Charities minister Nigel Huddleston has offered assurances that the next Charity Commission chair will be independent, despite concerns the government wants an appointee to pursue an ‘anti-woke’ agenda against the sector.

Huddleston was responding to a parliamentary question by shadow charities minister Rachael Maskell asking what steps are being taken by the government to ensure that the new chair of the regulator is independent.

“One of the essential criteria in the person specification for the role, which will be tested in interviews, is a commitment to the charity sector’s effective, independent, proportionate, and impartial regulation,” said Huddleston.

He added that the process is being run “in line with the Governance Code on Public Appointments”.

He has offered the assurances amid fears that the government is looking to influence the appointment process, to recruit a candidate that will tackle charities which are looking to address historic links with slavery.

In September then Culture Secretary Oliver Dowden said that he had “instructed” recruiters to seek to “restore charities’ focus” after launching a scathing attack on charities that have sought to address their historic links to slavery.

Dowden, who is now Conservative Party co-chairman and has been replaced by Nadine Dorries, claimed that the charity sector has been “hijacked by a vocal minority seeking to burnish their woke credentials”.

His comments have sparked a legal challenge by the Good Law Project around the recruitment process for the new Charity Commission chair.
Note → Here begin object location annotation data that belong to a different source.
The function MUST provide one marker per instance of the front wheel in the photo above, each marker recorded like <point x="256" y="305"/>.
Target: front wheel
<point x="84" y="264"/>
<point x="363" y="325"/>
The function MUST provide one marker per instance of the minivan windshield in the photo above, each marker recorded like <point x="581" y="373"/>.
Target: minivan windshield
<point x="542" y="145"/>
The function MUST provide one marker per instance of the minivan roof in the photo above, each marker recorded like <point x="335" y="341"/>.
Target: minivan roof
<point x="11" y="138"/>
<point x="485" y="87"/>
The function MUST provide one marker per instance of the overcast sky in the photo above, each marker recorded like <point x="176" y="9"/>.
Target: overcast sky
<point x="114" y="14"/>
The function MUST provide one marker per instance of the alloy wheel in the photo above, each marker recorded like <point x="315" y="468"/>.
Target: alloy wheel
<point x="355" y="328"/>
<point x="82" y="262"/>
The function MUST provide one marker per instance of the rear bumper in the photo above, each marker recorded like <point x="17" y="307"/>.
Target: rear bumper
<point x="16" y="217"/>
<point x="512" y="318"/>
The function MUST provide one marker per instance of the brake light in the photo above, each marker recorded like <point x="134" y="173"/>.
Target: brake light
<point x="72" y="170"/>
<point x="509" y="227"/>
Earlier this month the Project demanded to see communications around the recruitment process, amid concerns it has become “yet another example of this Government’s shameless attempts to install its allies at the top of our public institutions”.

Recruitment timeframe questioned

Maskell has also asked the government to confirm a timeframe over the appointment of a new chair.

Huddleston confirmed that the role is being covered on an interim basis by Ian Karet until the end of the year “or until a new Chair is appointed”.

He added that the “DCMS are in the process of appointing a new Chair to the Charity Commission board” and that ‘the preferred candidate will attend a pre-appointment hearing in front of the DCMS Select Committee”.